セクション 1.2 で話は突如抽象的になる.この部分についていければ,本書の大部分は読めるんではないか.(積分の記号を見ると避けたくなるボクのようなひとには読めない部分もあるが.) 第II部はそれぞれの章が独立しているので,好きなところを読めばいい.各章の導入部が参考になるだろう.結果を知るだけとか,リサーチのアイディアを模索するだけなら,証明は飛ばせばいいだろう.(ちなみにボクがいまのところきちんと読んだ証明は 123 頁に載ってる,Svensson (1983) の驚くべき結果の証明くらい.)
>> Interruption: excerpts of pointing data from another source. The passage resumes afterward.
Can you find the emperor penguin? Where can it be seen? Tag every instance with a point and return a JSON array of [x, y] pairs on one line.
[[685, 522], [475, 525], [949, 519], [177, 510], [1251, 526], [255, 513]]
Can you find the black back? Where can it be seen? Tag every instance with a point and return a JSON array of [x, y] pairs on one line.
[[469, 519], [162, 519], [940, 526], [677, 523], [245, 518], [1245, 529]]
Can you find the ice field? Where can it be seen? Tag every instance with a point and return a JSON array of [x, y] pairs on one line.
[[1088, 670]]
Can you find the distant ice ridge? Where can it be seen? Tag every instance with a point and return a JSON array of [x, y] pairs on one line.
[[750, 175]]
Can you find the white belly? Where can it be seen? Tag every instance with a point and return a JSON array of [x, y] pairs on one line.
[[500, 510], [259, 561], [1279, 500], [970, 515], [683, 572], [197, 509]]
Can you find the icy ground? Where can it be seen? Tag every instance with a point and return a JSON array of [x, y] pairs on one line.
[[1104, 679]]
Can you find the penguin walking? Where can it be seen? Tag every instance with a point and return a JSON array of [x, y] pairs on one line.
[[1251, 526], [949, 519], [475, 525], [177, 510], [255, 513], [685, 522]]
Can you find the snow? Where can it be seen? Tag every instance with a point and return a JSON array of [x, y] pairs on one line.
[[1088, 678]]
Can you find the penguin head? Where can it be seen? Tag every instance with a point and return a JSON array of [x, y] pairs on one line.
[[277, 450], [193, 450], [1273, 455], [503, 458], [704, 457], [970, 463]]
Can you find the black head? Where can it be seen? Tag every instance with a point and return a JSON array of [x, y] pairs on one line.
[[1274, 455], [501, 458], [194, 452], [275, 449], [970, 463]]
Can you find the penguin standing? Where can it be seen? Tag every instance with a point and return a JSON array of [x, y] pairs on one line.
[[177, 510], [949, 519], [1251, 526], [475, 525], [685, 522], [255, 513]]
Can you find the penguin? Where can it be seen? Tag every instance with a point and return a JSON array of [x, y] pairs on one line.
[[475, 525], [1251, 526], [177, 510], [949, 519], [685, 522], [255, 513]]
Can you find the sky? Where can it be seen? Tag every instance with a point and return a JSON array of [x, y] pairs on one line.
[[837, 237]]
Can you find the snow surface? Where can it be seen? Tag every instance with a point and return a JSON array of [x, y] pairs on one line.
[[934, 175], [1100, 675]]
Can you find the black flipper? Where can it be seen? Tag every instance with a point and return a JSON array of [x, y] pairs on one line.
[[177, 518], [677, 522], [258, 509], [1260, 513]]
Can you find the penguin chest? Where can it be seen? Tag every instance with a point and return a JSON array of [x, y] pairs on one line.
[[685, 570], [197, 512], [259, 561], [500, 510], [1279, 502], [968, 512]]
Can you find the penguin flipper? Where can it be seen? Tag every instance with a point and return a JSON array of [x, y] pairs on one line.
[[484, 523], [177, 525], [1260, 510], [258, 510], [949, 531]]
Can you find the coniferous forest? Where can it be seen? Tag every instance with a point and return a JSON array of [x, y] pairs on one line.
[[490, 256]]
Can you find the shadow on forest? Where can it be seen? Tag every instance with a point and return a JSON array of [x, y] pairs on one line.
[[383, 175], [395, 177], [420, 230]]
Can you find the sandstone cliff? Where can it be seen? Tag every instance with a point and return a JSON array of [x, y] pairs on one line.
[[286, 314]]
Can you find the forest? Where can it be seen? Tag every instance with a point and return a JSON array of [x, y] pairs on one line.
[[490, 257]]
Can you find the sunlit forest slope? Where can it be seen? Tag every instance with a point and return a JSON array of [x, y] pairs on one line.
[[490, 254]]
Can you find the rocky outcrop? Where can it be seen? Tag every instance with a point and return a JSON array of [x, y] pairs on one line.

セクション 1.2 をフォローできない場合は,集合論の初歩とゲーム理論の抽象的なあつかいに慣れてないということだ.そういうひとはまずは基礎をしっかり勉強してから戻って来るのが正道だろう.しかし邪道はある.モノグラフではなく「教科書」を名乗る以上,邪道は著者らが提示してもよかったかもしれない.しかし心配はいらない.ずぶの素人向けに,三原麗珠の「メカニズム・デザイン: レクチャー・ノート」があるからだ (図はこちら).選好やゲーム理論の初歩が,抽象的扱いを避けることなく紹介されている.

この本を読んでいると,メカニズムデザインに「日本スクール」というものが存在している気がして来る.この教科書の登場により,最先端の成果を幅広く日本語で学ぶことができるようになってしまった.この本の登場は,憂慮すべき面もあるが (いや,競争相手が増えて困るというんじゃなくて,英語力の育成の面でね),日本スクールの発展を加速させるための契機になるかもしれない.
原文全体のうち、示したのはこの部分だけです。